Because the aesthetics of food media are indeed white. That white aesthetic is not, strictly speaking, the abundant natural light, ceramic plates, strategically scattered handfuls of fresh herbs, pastel dining rooms, artisan knives, or even the butcher diagram tattoos that the food media so loves to fetishize. It is more accurate to say that the way we define what is contemporary and fashionable in food is tied to whiteness as a cultural norm — and to its ability to incorporate other cultures without actually becoming them.
Only whiteness can deracinate and subsume the world of culinary influences into itself and yet remain unnamed.

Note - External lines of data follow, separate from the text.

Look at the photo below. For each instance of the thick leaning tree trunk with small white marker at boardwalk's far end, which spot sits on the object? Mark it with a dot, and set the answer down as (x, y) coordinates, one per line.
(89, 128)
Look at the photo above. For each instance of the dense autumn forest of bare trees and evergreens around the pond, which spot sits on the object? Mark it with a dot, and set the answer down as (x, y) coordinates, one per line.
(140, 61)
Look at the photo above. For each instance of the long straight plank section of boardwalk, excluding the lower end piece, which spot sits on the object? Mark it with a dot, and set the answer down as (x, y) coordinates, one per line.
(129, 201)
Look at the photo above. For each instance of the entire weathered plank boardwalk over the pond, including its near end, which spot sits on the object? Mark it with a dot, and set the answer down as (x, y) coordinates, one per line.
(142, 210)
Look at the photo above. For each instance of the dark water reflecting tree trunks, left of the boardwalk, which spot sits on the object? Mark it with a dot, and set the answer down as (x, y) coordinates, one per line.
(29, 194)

It’s a complicated little dance of power and desire: The mainstream is white, so what is presented in the mainstream becomes defined as white, and — ta-da — what you see in viral YouTube videos somehow ends up reinforcing a white norm, even though the historical roots of a dish or an ingredient might be the Levant or East Asia. You might say whiteness works by positing itself as a default. You might also say that this sucks.
You cannot have influence without authority. It’s why well-known (usually white) chefs and cookbook authors have historically been so effective in popularizing global ingredients among the North American mainstream. Think, for example, of Rick Bayless, the Chicago chef whose Mexican restaurants introduced many Midwesterners to contemporary regional Mexican cuisine, or Andy Ricker, the Portland, Oregon, chef whose Pok Pok restaurants spread the gospel of Northern Thai cooking through the Pacific Northwest and beyond. Then there’s Yotam Ottolenghi, the Israeli chef and cookbook author whose London-based restaurants and cookbooks were so effective in communicating the joys of Middle Eastern ingredients like Aleppo pepper and tahini that his influence earned its own moniker, the Ottolenghi Effect.

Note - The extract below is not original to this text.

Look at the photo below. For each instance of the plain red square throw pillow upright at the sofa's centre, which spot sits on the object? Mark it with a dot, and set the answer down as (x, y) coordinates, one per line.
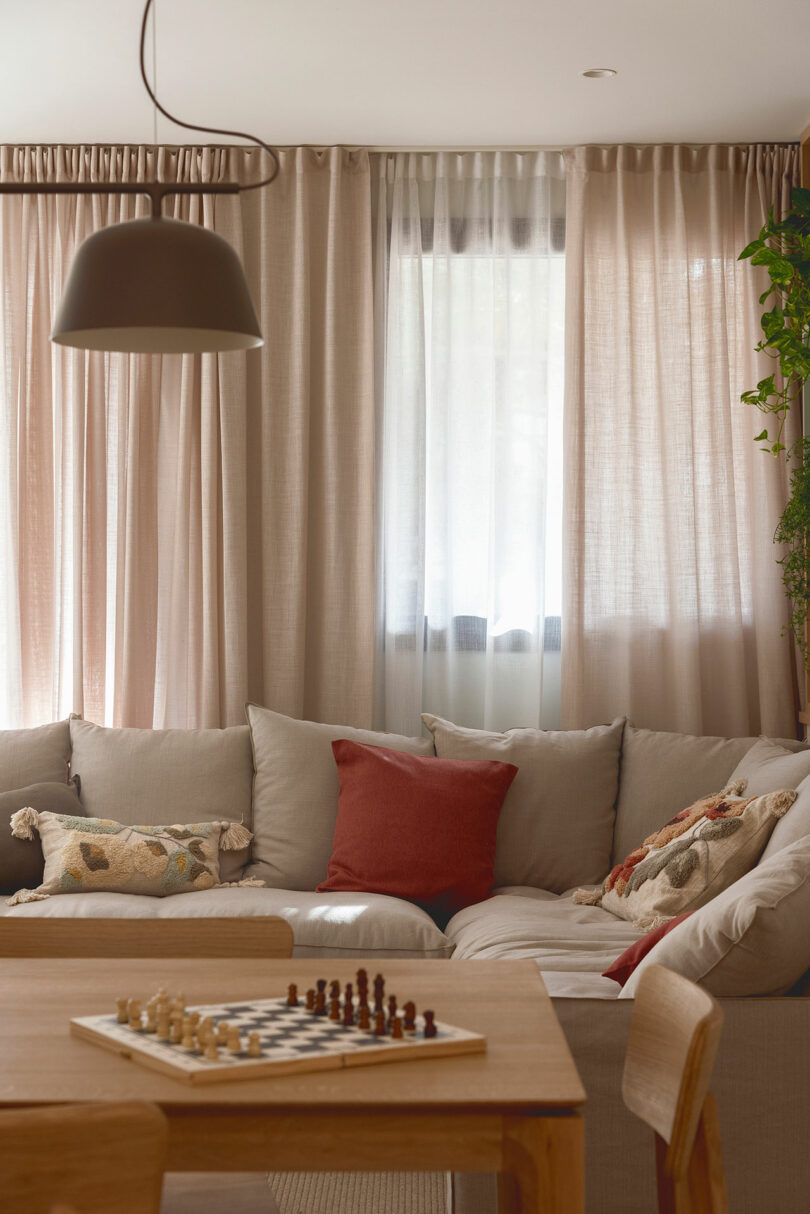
(417, 829)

But to recognize white privilege is one thing; to actively combat it or resist taking advantage of it is something else altogether. That balance between competing and contradictory ideas is a useful way to think about food media in 2020. It doesn’t help to say that certain people own ingredients, or have dominion over certain types or presentations or techniques. But the way that excitement over particular trends and recipes circulates publicly, whether on Instagram or in Bon Appétit, can reinforce whiteness as a norm, just as divorcing history from food erases the contributions and lives of people of color from Western narratives. When whiteness is allowed to function as if it weren’t that, it hurts us all.

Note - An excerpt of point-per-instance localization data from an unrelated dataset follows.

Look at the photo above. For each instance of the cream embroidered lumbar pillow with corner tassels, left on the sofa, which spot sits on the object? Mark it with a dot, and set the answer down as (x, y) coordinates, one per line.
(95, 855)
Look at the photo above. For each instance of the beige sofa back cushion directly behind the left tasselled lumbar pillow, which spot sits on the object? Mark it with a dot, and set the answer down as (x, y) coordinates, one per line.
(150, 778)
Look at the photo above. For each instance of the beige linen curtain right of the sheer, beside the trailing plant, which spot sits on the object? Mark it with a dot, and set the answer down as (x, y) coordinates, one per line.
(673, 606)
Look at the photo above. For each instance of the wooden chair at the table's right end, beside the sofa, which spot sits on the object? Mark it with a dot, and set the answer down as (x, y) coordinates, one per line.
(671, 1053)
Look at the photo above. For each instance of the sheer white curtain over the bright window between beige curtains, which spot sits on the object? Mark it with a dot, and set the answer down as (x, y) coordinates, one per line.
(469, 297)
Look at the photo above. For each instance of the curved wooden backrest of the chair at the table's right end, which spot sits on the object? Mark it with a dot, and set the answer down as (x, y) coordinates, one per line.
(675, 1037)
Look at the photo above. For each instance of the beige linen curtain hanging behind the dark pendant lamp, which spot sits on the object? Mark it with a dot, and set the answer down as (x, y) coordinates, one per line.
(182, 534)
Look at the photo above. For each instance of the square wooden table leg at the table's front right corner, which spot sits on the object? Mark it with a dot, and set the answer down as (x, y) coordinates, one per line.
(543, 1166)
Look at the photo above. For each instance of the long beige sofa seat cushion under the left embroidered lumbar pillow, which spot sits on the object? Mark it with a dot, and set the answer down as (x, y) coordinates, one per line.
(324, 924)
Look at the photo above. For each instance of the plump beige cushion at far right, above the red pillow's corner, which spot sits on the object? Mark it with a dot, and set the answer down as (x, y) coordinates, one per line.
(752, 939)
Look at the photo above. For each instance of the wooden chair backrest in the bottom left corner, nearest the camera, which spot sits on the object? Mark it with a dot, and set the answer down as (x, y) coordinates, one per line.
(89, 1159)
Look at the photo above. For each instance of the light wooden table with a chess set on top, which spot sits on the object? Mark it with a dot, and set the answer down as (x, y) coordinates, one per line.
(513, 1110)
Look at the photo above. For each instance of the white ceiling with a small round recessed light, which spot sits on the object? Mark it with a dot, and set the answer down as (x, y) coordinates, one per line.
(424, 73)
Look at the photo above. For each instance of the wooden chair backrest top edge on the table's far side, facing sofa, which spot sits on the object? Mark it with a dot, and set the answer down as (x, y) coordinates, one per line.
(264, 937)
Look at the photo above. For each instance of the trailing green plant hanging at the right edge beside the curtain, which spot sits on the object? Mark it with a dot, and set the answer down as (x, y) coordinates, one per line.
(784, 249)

Yet Nosrat’s success isn’t only about who she is inherently, but her ability to bridge worlds, to speak about and make comprehensible to the mainstream the assumed difference of minorities and the places and cultures they come from. To paraphrase postcolonial theorist Gayatri Spivak, it’s indicative of the way in which minorities must contort themselves to ever have any power: They have to manifest it in ways recognizable to those who hold it.
The only way that changes is representation. “As long as staffs of food websites and publications are mostly white, and as long as the leadership of food websites and publications is mostly white,” Krishna says, “everything other than white food will always be seen as the other, as a museum artifact versus someone’s lived experience.”
In the age of the global pantry, ingredients like turmeric, tahini, and gochujang have finally shaken off their hitherto "exotic" status. But it’s white recipe developers like Alison Roman and many of the Bon Appétit Test Kitchen stars who have had viral success using them.